The research specifically investigates the implementation of swarm robotics as an adaptive on-site logistics system for dynamic construction sites. Using Ant Colony Optimization, a path-planning swarm intelligence-based algorithm derived from the foraging behavior of ants, this study examines the algorithm’s applicability for enhancing material handling within the unpredictable conditions of construction sites. The study includes the development of an architectural scenario for a virtual simulation environment and practical experiments on two different architectural scenarios to evaluate the effectiveness of swarm robotics in real construction scenarios.

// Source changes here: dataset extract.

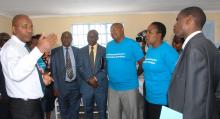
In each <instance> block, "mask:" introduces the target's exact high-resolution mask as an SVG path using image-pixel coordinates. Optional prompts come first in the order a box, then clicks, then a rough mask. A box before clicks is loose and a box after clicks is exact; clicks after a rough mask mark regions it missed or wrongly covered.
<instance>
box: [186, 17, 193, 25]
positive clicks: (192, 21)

This study demonstrates the advantages of decentralized control in swarm robotics for enhancing operational efficiency, reducing safety risks, and improving communication on construction sites. The outcomes include the development of a Design-to-Construction workflow using a scalable and resilient construction logistics system that takes advantage of the unique capabilities of swarm robotics. This outcome has the potential to revolutionize construction practices through the integration of advanced robotic technologies and decentralized management systems.

Additionally, virtual experiments as part of the workflow indicate that achieving optimal values for parameters in the simulation, such as the required number of robots and pheromone evaporation rate, is highly scenario-dependent. This conclusion highlights the necessity of using the developed workflow that enables designers and construction groups to create their desired architectural layouts, simulate their construction process, and optimize them for further construction using swarm robots, effectively bridging the gap from initial design to final construction.